Sql Support for Set Operations on sketches

All,
We have a use case where we need to do set operations on sketches stored in druid for a number of dimensions. Since this is not supported out of the box, we use a proxy component to read these out from druid , submit to a spark cluster for do the set operations

[ Front End Tile ] ----> [ Proxy Component ] <—> Fetch Sketches from Druid

Submit a spark job with sketches to compute

Set Operations

Off late we are looking to see if we can speed up this pipeline . One alternative we are exploring is

  1. Try to see if we can achieve the same in druid .

a. Enhance calcite grammar to add sketches specific grammar , add glue logic to invoke druid internals

We have the following questions for you

  1. Since this sql interface for sketches is a generic ask , is this a item on druid road map

  2. If this is not done for a specific reason , could we please know that reason

-thanks

This patch https://github.com/apache/incubator-druid/pull/8487 was just merged into master, which adds Druid SQL support for the HLL, Theta, and quantiles sketches (set operations are supported). The tuples sketch and some of the newer quantile sketch postaggs aren’t supported yet, they will be added in a later patch.

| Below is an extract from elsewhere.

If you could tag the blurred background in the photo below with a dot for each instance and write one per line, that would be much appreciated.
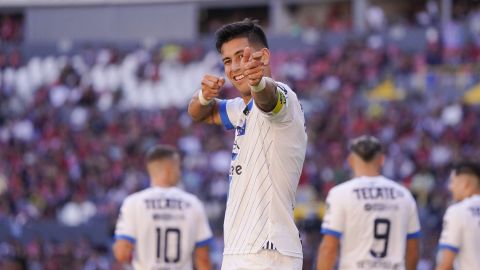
(87, 86)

Does that look useful for your case?

Thanks,

Jon

Hi John
Let me look at the patch and see if it helps us. Thanks for the prompt response

-venkat

I think the changes are in line with what we need. Looks like https://github.com/apache/incubator-druid/releases/tag/druid-0.16.0-incubating

does not have this changes. Can we have a eta as to when the next release candidate will be out. In the meantime, we will try to do a build from the source code

-venkat

Hi Venkat,
Druid 0.17 is slated for either Dec or Jan.

Cheers,

Jad.